No todos los condenados a muerte tienen el mismo punto de cocción. El chef, es decir el
verdugo que les aplica la inyección letal, no sin antes haber desinfectado
cuidadosamente la aguja, debe calcular el tiempo. Lo habitual viene siendo que el
traslado al otro mundo dure unos 17 minutos, pero hay viajeros que se demoran. El
último caso sucedido hace unas semanas ha replanteado en los Estados Unidos el
sistema, pero no la legitimidad del castigo.

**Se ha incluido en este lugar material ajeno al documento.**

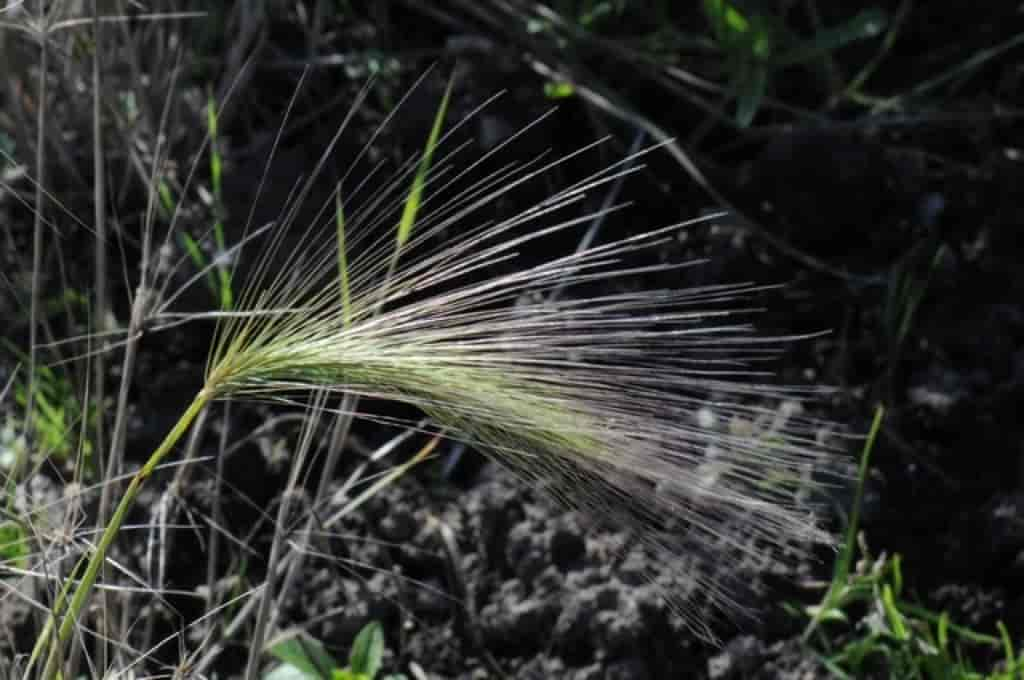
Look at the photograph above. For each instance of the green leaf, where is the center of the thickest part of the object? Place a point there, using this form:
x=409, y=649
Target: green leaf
x=751, y=91
x=867, y=24
x=726, y=19
x=13, y=545
x=368, y=650
x=558, y=90
x=287, y=672
x=305, y=653
x=346, y=296
x=893, y=614
x=416, y=193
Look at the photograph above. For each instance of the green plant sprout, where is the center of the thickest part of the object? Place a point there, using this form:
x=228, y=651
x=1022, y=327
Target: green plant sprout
x=757, y=43
x=218, y=278
x=56, y=411
x=908, y=640
x=305, y=659
x=592, y=397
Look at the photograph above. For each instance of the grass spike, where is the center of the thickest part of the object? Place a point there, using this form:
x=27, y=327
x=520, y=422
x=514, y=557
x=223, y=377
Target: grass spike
x=595, y=397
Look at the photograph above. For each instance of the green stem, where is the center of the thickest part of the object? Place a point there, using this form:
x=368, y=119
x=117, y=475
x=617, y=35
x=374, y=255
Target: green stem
x=84, y=588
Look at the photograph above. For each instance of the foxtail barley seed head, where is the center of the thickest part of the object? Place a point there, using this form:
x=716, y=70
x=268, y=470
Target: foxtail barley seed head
x=641, y=407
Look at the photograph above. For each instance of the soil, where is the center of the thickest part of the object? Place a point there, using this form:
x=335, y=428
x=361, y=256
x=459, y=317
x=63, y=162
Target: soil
x=475, y=576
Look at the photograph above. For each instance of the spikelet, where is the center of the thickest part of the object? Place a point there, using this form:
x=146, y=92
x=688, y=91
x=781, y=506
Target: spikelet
x=641, y=408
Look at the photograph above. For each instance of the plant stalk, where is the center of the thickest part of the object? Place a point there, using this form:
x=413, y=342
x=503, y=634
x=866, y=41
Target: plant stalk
x=98, y=557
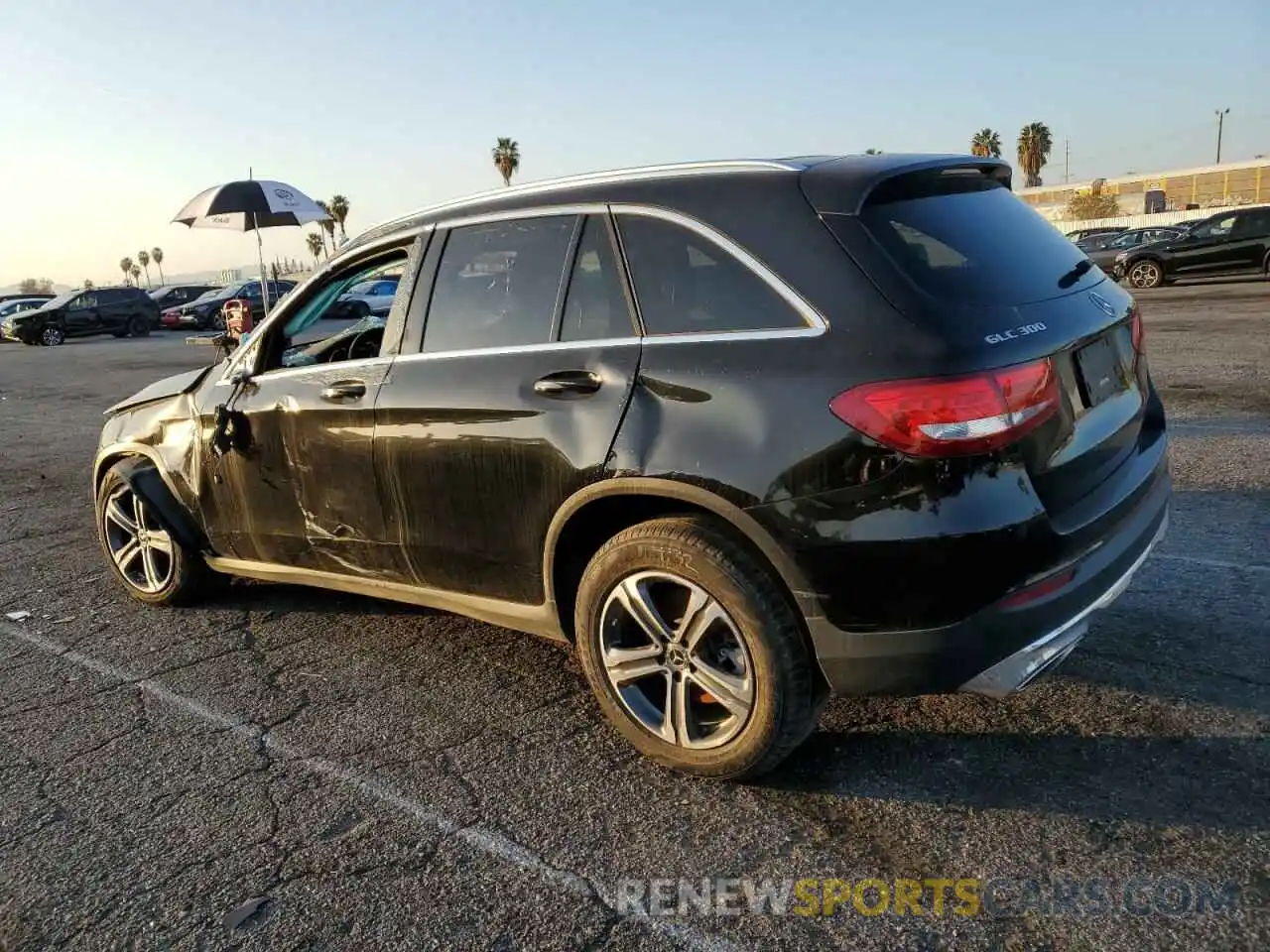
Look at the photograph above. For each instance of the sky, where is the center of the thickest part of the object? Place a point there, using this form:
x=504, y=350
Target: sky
x=112, y=116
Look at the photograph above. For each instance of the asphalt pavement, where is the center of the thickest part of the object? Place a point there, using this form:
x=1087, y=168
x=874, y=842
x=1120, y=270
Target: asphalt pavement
x=296, y=770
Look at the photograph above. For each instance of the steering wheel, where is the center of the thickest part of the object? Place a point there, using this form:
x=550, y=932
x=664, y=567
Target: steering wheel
x=370, y=347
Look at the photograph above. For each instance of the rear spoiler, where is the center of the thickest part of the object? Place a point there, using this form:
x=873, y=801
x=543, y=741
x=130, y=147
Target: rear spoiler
x=843, y=185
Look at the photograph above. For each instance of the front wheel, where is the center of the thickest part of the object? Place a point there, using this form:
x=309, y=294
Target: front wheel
x=151, y=565
x=1146, y=275
x=694, y=653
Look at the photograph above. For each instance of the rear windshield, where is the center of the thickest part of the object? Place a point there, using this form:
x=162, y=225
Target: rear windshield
x=968, y=239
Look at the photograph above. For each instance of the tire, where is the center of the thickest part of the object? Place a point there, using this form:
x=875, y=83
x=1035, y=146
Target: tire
x=160, y=571
x=754, y=639
x=1146, y=273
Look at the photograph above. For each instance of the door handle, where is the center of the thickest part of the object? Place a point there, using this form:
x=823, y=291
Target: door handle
x=344, y=390
x=568, y=385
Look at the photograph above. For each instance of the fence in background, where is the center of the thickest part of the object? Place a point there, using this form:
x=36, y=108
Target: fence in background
x=1146, y=221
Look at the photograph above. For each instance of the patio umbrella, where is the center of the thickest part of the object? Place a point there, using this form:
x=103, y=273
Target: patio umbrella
x=249, y=206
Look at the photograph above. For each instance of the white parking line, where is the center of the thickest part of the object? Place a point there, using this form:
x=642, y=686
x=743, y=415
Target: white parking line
x=1214, y=562
x=479, y=838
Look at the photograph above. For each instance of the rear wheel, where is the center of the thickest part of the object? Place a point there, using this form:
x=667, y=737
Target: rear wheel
x=148, y=560
x=1146, y=275
x=694, y=653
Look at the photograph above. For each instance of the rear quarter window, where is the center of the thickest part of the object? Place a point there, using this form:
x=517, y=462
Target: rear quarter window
x=966, y=239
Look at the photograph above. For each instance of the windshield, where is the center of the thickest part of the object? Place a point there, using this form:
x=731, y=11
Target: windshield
x=970, y=240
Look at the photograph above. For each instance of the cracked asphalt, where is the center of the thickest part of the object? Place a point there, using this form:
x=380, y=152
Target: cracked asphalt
x=296, y=770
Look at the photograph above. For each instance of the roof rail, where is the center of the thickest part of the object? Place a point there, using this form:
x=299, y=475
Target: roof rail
x=597, y=178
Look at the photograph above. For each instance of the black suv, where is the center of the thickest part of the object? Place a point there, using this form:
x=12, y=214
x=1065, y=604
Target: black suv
x=1229, y=243
x=204, y=311
x=743, y=433
x=177, y=295
x=119, y=311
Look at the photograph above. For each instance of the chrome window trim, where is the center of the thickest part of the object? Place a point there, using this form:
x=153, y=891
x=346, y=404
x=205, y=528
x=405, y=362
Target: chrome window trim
x=405, y=236
x=604, y=178
x=816, y=321
x=547, y=347
x=541, y=211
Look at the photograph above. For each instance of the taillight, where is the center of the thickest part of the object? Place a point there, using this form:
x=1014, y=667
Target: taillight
x=952, y=416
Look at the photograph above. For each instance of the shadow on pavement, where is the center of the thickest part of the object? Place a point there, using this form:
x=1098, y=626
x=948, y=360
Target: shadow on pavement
x=1214, y=782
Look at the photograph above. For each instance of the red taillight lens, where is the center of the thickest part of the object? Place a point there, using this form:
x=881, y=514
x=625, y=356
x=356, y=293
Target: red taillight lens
x=952, y=416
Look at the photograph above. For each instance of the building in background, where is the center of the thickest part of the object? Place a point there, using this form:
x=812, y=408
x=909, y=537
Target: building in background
x=1206, y=186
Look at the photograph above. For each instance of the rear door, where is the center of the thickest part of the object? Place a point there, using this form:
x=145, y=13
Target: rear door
x=1206, y=250
x=81, y=313
x=518, y=362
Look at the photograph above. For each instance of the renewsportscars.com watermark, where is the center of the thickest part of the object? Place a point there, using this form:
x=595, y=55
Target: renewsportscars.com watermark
x=933, y=896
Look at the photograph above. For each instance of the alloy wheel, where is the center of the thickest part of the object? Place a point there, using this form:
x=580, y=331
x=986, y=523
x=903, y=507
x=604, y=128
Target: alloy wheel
x=143, y=552
x=676, y=660
x=1144, y=275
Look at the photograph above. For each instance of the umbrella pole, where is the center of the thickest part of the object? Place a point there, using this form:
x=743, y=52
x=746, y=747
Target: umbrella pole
x=259, y=254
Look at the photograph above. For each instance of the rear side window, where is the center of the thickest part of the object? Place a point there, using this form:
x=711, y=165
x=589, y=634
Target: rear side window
x=966, y=239
x=688, y=285
x=497, y=285
x=594, y=306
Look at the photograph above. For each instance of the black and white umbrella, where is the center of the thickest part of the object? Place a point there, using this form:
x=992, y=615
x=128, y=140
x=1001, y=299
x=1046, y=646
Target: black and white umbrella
x=249, y=206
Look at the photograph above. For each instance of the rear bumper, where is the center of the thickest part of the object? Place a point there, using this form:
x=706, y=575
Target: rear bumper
x=1001, y=648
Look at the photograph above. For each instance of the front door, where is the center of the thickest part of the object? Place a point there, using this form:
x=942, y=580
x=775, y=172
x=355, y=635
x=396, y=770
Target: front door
x=509, y=404
x=302, y=488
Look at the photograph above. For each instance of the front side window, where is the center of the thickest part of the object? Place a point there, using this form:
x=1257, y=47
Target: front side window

Allí siguen siendo partidarios de asesinar a
los asesinos, que ya decía Borges que viene a ser lo mismo que comerse a los caníbales.
En el resto de las democracias occidentales no está bien visto eso de cerrarle los ojos
para siempre a alguien, haya hecho lo que haya hecho, dado que ya lo hizo, y se descree
de la ejemplaridad de la pena.

Al portorriqueño al que inyectaron hace bien poco en Florida le costó mucho trabajo
morirse «con limpieza y rapidez». Ingirió primero una dosis de barbitúricos, después le
hicieron tomar unos tranquilizantes para impedirle protestar y posteriormente el
puntillero le administró una pastillita de cloruro de potasio. Todo falló. Hay gente que
por muy mala vida que haya llevado muestra una enorme resistencia a abandonarla. Al
condenado le salía humo por los ojos y por los oídos, como si le hubieran sentado en la
silla eléctrica, técnica desechada porque eleva la factura de la luz de las penitenciarías.
Tardó en evitar toda posibilidad de ser reincidente unos 35 minutos. Como consecuencia
de ello, el gobernador del estado ha suspendido las ejecuciones temporalmente en
Florida.

O se perfecciona la moral de los criminales o se perfecciona la inyección letal. La


solución no está en manos de los ATS, sino en la cabeza de los legisladores.

Manuel Alcántara, El Norte de Castilla.